Neyin işe yarayıp neyin yaramadığını anlamak, onları test etmek, sorunlardan ve başarılardan kaynaklanan beklenmedik fırsatları değerlendirmek gerekir.
Bu noktada kasıtlı ve acil strateji olarak iki kavramdan bahsetmek mümkün.
Kasıtlı strateji bilinçli bir eyleme geçme halidir. Pazar büyümesi, segment büyüklüğü, müşteri ihtiyaçları, rakiplere göre SOWT analizleri, teknoloji yörüngeleri hakkında ince analizlerden oluşur ve yukarıdan aşağıya uygulanır.
Kazanan net bir stratejinin belirlenmesini durumunda, etkili uygulama sizi başarıya götürür.

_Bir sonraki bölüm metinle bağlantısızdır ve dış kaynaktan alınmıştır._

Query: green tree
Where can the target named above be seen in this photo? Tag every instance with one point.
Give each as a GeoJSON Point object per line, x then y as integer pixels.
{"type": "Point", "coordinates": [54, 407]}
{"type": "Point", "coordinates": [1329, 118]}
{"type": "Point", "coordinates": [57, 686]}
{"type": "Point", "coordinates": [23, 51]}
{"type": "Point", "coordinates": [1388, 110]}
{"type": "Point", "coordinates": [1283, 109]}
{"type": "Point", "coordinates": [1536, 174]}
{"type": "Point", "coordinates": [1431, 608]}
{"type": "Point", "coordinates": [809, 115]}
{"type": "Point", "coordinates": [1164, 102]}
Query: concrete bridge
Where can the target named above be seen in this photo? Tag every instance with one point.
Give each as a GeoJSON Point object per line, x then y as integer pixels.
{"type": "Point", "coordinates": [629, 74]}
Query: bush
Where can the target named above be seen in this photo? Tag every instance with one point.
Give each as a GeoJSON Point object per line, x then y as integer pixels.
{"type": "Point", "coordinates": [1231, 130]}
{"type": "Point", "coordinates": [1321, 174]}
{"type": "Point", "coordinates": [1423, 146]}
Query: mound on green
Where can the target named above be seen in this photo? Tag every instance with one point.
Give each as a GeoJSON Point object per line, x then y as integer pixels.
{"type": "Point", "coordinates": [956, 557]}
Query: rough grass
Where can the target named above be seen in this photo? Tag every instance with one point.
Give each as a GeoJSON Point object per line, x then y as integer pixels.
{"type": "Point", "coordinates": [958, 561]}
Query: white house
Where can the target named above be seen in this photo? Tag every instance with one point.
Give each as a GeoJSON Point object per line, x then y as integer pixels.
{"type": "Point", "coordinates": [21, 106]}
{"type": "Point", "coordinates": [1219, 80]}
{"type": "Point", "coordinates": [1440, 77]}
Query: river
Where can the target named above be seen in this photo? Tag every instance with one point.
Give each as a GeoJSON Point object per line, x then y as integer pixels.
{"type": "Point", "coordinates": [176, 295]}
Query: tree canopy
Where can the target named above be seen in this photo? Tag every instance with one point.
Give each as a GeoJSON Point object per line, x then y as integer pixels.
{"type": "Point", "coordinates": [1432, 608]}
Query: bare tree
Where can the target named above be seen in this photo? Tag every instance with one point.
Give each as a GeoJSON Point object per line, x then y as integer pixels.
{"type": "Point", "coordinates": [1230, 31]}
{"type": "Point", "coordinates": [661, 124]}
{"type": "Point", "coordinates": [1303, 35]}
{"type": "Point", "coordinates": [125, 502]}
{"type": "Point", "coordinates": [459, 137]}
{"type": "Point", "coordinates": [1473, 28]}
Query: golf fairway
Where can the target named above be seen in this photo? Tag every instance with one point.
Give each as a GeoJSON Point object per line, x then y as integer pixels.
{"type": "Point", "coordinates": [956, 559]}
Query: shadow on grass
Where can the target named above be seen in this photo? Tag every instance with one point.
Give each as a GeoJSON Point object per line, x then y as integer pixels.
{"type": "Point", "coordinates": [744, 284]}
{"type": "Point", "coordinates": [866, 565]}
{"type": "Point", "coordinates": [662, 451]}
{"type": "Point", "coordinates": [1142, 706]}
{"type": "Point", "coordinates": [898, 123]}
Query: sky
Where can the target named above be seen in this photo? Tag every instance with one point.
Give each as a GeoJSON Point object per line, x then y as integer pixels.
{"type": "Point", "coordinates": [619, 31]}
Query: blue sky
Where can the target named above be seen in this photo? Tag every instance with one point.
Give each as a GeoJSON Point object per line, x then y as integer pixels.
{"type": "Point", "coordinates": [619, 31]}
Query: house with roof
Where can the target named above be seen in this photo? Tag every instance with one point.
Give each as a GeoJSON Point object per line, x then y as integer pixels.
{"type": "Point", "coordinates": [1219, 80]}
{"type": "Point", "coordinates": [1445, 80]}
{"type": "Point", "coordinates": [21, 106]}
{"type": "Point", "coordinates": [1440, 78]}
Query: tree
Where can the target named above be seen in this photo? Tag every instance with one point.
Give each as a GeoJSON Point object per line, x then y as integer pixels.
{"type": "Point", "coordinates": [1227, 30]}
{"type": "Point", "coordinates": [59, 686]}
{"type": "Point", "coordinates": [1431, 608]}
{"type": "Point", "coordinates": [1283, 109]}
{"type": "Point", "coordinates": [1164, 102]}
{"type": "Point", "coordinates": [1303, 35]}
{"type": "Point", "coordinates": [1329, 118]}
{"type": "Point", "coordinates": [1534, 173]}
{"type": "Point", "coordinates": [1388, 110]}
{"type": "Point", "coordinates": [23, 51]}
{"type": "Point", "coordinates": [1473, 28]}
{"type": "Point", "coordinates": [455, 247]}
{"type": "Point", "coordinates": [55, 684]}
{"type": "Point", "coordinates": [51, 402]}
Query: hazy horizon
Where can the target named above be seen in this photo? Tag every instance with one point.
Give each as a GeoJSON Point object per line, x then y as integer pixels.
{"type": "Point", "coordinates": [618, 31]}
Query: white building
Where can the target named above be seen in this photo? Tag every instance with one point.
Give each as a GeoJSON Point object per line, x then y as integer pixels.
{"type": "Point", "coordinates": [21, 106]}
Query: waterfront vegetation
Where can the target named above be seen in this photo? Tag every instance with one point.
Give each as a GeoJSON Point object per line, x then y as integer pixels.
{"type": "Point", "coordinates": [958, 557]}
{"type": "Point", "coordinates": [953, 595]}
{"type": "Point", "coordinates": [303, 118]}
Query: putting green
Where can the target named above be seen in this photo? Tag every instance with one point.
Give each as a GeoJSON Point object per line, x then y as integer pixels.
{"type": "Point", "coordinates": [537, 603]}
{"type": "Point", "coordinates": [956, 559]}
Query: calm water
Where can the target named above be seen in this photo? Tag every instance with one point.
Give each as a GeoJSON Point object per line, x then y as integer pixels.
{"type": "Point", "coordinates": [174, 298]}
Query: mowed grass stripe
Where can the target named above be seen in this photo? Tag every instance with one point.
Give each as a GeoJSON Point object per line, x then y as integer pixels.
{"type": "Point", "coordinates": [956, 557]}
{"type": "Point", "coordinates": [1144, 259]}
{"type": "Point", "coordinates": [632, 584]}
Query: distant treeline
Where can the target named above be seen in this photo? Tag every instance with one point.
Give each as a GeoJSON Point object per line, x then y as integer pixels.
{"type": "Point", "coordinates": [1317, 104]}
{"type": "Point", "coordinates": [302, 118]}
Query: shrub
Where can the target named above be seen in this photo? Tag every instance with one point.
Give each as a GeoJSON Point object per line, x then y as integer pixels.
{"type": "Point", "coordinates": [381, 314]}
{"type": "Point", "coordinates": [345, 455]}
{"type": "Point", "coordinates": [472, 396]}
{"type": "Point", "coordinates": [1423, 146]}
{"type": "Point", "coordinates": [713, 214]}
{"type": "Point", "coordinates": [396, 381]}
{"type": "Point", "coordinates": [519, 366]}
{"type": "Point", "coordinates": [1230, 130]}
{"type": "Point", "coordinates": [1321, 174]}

Strateji tüm paydaşların (çalışanlar, yönetim, iş ortakları) dünyaya kendi bağlamlarından anlamlı geldiğinde tüm ekipler uyumlu ve tutarlı bir şekilde hareket edeceklerdir.
Acil stratejiler, kuruluşun içerisinden çıkan insiyatiflerden kaynaklanan planlanmamış eylemlerdir. Orta düzey yöneticiler, mühendisler, satış, finans tarafından verilen anlık yeniliklerin v e günlük önceliklendirme ve yatırım kararlarından çıkar.
Bugünün belirsizlik ortamında geleceği tahmin etmek ve okumak gerçekten güç. Doğru stratejilerin ne olduğunu net olarak algılamak zorluklar içeriyor. Bu durum, şirketlerin ve ürünün ilk aşamalarında veya rekabet ortamının değiştiği zamanlarda olur. Çalışanların yeni fikirleri ortaya çıkartmak ve yükseltmek için yetkilendirilmiş olması, açık iletişim ve geri bildirim ortamında çalışabilecek bir stratejidir.